In secondo luogo – e di converso – è da notare come l’atto di indirizzo MEF chiuda la porta alle contestazioni erariali d’inesistenza dei crediti, laddove siano fondate sul richiamo di fonti di dettaglio “ulteriori” rispetto alle fonti normative, di carattere primario (legge) o secondario (regolamenti e decreti ministeriali), che rispettivamente istituiscono le singole fattispecie di favore, ovvero ne specificano i presupposti costitutivi. Con particolare riguardo al tema dei crediti sovvenzionali, quali quelli afferenti alle attività di ricerca e sviluppo, innovazione tecnologica, design e innovazione estetica, le fonti di dettaglio “ulteriori” che il MEF mette al bando ai fini della motivazione dei suoi controlli consistono, in sostanza, nei manuali tecnici che non risultino richiamati “esplicitamente” nelle norme primarie o secondarie disciplinanti i crediti di cui si discute; ovvero che vi siano richiamati in qualche modo, ma genericamente e non “specificamente”. I chiarimenti del MEF spingono, dunque, a depotenziare la rilevanza, sin qui attribuita da parte degli uffici accertatori, ai criteri di classificazione contenuti nel Manuale di Frascati in tema di spese per attività di ricerca e sviluppo, come effettuate fino al 31 dicembre 2019 ai sensi delle originarie norme di favore ex art. 3, D.L. n. 145/2013, e correlato art. 2, D.M. 27 maggio 2025: un bacino di attività di grande interesse per i funzionari deputati ai controlli, fonte di numerose contestazioni e di rilevante contenzioso, il cui quadro normativo di riferimento non rinvia però in maniera specifica al Manuale di Frascati, che risulta, invece, regolarmente invocato negli atti impositivi erariali a sostegno delle relative pretese.

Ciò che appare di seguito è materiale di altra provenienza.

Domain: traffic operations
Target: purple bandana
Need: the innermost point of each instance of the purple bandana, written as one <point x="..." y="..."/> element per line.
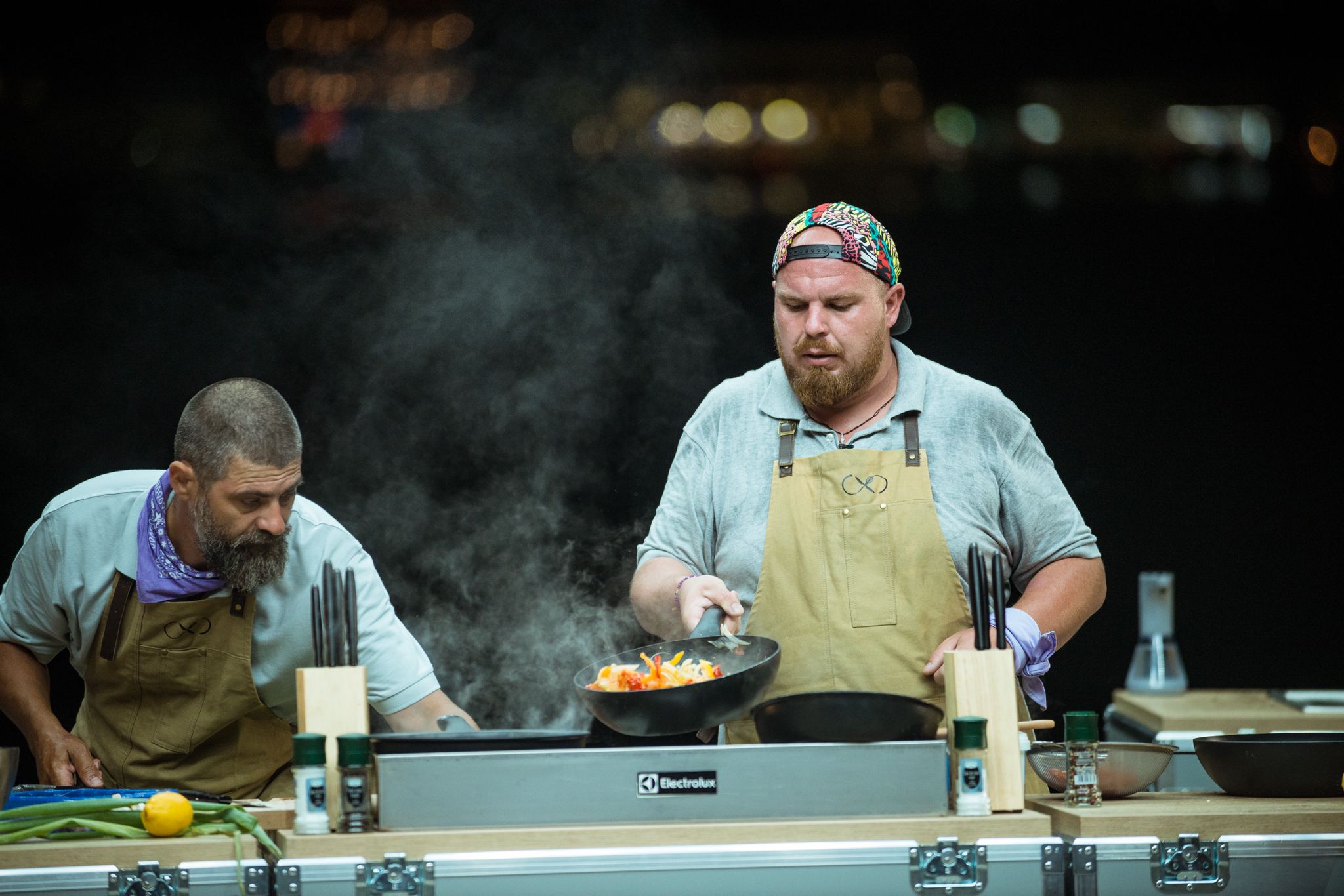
<point x="1031" y="651"/>
<point x="160" y="574"/>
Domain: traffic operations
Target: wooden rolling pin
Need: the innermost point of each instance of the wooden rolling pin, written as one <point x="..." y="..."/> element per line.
<point x="1035" y="724"/>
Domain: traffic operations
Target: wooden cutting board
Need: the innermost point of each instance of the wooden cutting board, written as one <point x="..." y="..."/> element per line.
<point x="415" y="844"/>
<point x="124" y="853"/>
<point x="1227" y="711"/>
<point x="1209" y="815"/>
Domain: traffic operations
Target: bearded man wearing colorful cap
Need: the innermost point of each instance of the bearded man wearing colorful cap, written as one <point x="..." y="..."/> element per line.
<point x="828" y="499"/>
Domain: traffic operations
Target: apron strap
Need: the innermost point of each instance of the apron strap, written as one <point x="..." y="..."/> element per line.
<point x="788" y="429"/>
<point x="912" y="421"/>
<point x="121" y="589"/>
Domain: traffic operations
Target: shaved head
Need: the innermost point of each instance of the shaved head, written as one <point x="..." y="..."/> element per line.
<point x="240" y="418"/>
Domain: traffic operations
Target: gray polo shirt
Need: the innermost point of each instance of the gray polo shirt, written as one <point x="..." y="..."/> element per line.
<point x="992" y="481"/>
<point x="62" y="577"/>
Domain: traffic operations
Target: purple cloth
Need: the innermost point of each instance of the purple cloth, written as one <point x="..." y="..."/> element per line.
<point x="160" y="574"/>
<point x="1031" y="651"/>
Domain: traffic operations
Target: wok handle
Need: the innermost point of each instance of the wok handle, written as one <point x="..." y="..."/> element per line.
<point x="710" y="622"/>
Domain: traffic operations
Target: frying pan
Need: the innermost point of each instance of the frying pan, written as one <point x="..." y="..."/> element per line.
<point x="459" y="737"/>
<point x="1284" y="765"/>
<point x="846" y="716"/>
<point x="673" y="711"/>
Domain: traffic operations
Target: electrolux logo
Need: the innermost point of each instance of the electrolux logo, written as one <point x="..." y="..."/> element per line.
<point x="677" y="783"/>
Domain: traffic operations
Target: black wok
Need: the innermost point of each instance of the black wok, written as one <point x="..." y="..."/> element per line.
<point x="852" y="716"/>
<point x="673" y="711"/>
<point x="1286" y="765"/>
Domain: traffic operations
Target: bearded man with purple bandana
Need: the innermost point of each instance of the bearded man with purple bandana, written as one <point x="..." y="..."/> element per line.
<point x="828" y="499"/>
<point x="183" y="598"/>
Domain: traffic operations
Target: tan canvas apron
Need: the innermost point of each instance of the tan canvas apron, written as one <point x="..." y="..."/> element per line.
<point x="170" y="699"/>
<point x="856" y="580"/>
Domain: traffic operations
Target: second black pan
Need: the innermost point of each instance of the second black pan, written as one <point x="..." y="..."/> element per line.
<point x="673" y="711"/>
<point x="1286" y="765"/>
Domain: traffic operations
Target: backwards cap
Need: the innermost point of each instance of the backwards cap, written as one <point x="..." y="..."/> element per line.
<point x="863" y="241"/>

Il Manuale di Frascati, giova sottolineare, figura richiamato specificamente, ai fini della definizione delle attività di ricerca e sviluppo, solo nel contesto del nuovo bonus, come ridefinito all’art. 1, comma 200, Legge n. 160/2019 (Legge di bilancio 2020), e al correlato art. 2, D.M. 26 maggio 2020 (così come, si noti, il Manuale di Oslo è richiamato solo al comma 201 del citato art. 1, Legge di bilancio 2020, e all’art. 3, D.M. 26 maggio 2020, ai fini della definizione delle attività di innovazione tecnologica ammissibili al credito d’imposta). In conclusione, può dirsi che, in tutte le fattispecie agevolative di tipo sovvenzionale, ove i manuali tecnici “ulteriori” non assumano rilievo con le modalità specificate dall’atto di indirizzo del MEF, i relativi crediti d’imposta non potranno mai dirsi viziati d’inesistenza; potendosi al più qualificare come non spettanti, purché i relativi vizi ricadano nelle nuove definizioni, di cui al novellato art. 1, comma 1, lett. g-quinquies), D.Lgs. n. 74/2000.